De nombreux professionnels exercent leur activité dans un local qu’ils louent à un propriétaire. Lorsque cette activité est de nature commerciale, artisanale ou industrielle, le contrat de location est qualifié de bail commercial. Un bail qui est particulièrement protecteur car il permet à l’exploitant de bénéficier d’une certaine stabilité dans les lieux. Zoom sur les principaux points à connaître en la matière.
Le champ d’application
Pour bénéficier du statut des baux commerciaux, le locataire doit exercer une activité commerciale, artisanale ou industrielle. Ainsi, le bail consenti à un professionnel libéral ne relève pas, en principe, de ce statut. En outre, le locataire doit exploiter dans les lieux un fonds de commerce ou un fonds artisanal dont il est propriétaire et doit être immatriculé au RCS ou, s’il exerce une activité artisanale, au répertoire des métiers (jusqu’au 31 décembre 2022) ou au registre national des entreprises (à compter du 1er janvier 2023). Si l’une de ces conditions n’est pas remplie, le bail n’est pas un bail soumis au statut commercial, sauf si les parties en décident autrement.
La durée du bail commercial
Un bail commercial ne peut pas être conclu pour une durée inférieure à 9 ans. Une durée minimale qui offre donc au locataire la garantie de pouvoir pérenniser son activité. Bien entendu, les parties peuvent prévoir une durée plus longue.
À noter :
La destination du bail
Dans un contrat de bail commercial, les parties doivent indiquer la nature de l’activité exercée dans le local loué. On parle de « destination » du bail. Et attention, le locataire doit impérativement respecter cette destination. Autrement dit, il ne peut pas exercer une activité différente de celle prévue par le contrat, sauf à recueillir l’accord du bailleur. À défaut, ce dernier serait en droit de demander en justice la résiliation du bail.
Étant précisé que le locataire a la possibilité de passer outre le refus du bailleur en demandant au tribunal judiciaire l’autorisation de changer d’activité ou d’adjoindre une activité connexe ou complémentaire à celle initialement prévue.
La fixation et la révision du loyer
Lors de la conclusion d’un bail commercial, le loyer est librement fixé par les parties. En pratique, il est tenu compte de la valeur locative du local (surface, état…), de sa destination (utilisation qui en est faite), des obligations respectives des parties, des facteurs locaux de commercialité (importance de la ville ou du quartier, moyens de transport à proximité…) et des prix pratiqués dans le voisinage. Propriétaire et locataire peuvent également convenir, par le biais d’une « clause-recettes », d’un loyer en partie variable en fonction du chiffre d’affaires dégagé.

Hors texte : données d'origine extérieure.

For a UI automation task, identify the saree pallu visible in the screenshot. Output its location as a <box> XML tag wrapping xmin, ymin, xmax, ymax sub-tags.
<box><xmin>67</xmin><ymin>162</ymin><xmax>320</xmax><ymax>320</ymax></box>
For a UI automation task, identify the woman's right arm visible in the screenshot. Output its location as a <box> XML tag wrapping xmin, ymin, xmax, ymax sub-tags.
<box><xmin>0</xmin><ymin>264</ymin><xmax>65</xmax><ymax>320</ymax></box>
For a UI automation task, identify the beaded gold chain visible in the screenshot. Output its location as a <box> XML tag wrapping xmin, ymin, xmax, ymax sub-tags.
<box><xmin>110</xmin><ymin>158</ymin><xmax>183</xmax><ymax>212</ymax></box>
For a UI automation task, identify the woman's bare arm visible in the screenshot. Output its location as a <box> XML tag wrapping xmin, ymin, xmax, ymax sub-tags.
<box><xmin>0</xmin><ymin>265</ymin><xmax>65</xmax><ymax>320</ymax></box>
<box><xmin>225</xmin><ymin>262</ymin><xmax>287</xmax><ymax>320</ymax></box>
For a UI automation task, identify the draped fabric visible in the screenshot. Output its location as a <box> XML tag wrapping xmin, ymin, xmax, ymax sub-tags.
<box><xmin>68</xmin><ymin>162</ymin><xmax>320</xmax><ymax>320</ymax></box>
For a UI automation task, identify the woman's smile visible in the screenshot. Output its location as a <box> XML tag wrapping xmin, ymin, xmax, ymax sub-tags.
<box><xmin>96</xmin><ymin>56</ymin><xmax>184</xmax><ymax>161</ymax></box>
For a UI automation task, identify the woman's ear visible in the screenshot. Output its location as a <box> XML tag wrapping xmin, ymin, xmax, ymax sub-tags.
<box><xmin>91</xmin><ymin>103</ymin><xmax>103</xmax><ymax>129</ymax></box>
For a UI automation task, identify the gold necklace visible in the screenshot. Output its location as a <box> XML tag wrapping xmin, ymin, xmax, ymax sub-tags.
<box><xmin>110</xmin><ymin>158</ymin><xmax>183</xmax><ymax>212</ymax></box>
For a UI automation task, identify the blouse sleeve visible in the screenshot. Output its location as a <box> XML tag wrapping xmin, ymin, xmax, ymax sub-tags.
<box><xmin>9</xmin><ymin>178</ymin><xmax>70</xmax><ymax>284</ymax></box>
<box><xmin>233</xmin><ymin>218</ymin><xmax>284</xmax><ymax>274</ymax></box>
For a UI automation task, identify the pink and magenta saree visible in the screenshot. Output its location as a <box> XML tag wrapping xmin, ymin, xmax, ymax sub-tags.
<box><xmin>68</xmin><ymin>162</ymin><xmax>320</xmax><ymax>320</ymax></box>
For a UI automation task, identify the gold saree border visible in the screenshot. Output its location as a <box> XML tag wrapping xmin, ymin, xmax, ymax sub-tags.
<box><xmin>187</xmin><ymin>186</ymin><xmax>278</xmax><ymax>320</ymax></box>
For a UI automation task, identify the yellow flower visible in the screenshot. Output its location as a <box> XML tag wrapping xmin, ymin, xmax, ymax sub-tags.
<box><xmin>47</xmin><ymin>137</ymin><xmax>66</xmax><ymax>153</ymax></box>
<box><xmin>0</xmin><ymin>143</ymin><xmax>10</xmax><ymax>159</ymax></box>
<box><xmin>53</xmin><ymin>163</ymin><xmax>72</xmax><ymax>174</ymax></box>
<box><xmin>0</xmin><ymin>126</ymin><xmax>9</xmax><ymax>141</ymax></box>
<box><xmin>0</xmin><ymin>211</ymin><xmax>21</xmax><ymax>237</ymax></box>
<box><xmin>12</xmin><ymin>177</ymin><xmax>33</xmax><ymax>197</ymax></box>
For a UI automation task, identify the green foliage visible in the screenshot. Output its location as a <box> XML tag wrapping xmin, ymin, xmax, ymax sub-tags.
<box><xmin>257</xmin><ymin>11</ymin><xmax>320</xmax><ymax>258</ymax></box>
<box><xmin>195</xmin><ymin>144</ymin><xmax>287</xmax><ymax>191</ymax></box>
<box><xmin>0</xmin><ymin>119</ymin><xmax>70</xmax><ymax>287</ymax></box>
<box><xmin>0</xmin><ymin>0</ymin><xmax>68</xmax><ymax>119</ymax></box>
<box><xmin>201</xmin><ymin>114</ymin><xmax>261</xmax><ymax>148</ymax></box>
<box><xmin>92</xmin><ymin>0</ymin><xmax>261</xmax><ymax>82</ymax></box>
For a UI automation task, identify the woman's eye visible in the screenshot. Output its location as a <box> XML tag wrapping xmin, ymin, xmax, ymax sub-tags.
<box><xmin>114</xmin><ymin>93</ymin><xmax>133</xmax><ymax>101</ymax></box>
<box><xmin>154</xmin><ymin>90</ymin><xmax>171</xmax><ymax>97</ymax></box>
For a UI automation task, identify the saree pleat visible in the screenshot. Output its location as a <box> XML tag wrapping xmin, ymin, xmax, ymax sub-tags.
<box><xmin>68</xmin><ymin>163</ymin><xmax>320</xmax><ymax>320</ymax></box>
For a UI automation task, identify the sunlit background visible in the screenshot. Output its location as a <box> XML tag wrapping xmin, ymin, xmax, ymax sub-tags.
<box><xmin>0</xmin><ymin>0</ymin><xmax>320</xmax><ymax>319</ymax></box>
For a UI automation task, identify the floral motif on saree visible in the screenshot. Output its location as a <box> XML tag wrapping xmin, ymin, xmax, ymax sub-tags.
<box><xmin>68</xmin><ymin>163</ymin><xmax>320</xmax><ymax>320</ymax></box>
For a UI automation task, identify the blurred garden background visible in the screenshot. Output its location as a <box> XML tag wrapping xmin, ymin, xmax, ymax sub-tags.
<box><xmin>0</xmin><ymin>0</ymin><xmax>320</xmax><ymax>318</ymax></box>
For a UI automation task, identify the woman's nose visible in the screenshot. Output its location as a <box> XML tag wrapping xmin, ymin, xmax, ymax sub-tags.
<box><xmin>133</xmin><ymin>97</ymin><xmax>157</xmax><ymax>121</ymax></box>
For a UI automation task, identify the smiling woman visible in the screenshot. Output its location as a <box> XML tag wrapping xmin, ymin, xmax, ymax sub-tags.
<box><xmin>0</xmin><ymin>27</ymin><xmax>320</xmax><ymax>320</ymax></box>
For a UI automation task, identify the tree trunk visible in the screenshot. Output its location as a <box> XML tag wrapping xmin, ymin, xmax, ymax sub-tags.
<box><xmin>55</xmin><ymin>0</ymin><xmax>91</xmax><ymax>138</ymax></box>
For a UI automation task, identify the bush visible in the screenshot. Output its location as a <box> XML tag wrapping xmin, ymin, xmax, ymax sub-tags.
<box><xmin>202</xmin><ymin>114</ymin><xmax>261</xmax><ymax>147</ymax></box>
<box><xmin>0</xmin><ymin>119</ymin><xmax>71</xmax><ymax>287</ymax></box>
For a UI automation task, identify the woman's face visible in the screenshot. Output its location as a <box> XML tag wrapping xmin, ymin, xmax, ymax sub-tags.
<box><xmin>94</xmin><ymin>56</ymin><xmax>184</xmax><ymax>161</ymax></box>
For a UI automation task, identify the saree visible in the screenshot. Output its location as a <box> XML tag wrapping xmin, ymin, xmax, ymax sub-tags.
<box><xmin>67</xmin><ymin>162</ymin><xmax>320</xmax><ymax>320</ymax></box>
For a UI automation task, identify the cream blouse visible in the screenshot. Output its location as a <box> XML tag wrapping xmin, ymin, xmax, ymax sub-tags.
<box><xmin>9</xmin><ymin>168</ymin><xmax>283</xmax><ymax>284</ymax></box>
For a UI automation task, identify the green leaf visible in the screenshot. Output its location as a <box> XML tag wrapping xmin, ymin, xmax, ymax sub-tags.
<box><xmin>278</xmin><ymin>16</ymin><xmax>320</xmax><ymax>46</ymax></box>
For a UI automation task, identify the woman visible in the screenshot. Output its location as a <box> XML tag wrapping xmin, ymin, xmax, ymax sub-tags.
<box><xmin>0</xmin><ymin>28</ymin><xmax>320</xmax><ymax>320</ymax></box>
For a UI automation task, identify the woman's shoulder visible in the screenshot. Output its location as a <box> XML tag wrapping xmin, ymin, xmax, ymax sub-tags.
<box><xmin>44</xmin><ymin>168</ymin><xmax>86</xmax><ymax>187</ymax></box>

Dans la majorité des cas, le bail commercial comporte une clause d’indexation stipulant que le loyer sera revalorisé automatiquement et régulièrement (en général, chaque année) en fonction de l’indice des loyers commerciaux (ou de l’indice des activités tertiaires pour les activités de bureau exercées par des professionnels ayant choisi de soumettre leur bail au statut des baux commerciaux).
En l’absence d’une telle clause, la révision du loyer ne peut, en principe, avoir lieu que tous les 3 ans, à la demande de l’une ou de l’autre des parties. Là encore, sauf modification des facteurs locaux de commercialité, la majoration ou la diminution du loyer est plafonnée à la variation de l’indice applicable au bail au cours de la période de 3 ans qui vient de s’écouler. Point important : le locataire peut refuser l’application du montant du loyer ainsi révisé s’il démontre que la valeur locative du local est inférieure à ce montant.
La répartition des charges
Le droit au renouvellement
Lorsque le bail arrive à son terme, le locataire bénéficie d’un droit au renouvellement. En principe, c’est le propriétaire qui, s’il souhaite poursuivre le bail, doit lui adresser un congé avec offre de renouvellement 6 mois avant son terme.
Et attention, si le locataire ne reçoit pas de congé de la part de son propriétaire, il a intérêt à demander lui-même le renouvellement. Car sinon, le bail se poursuivra par tacite reconduction pour une durée indéterminée, chacune des parties pouvant y mettre fin à tout moment en respectant un préavis de 6 mois.
Si, à l’inverse, le bailleur ne souhaite pas renouveler le bail, il doit notifier au locataire son refus par acte de commissaire de justice. Dans ce cas, il devra lui verser une indemnité, dite « d’éviction », destinée à réparer le préjudice que lui cause ce refus (sauf s’il est justifié par un motif grave et légitime).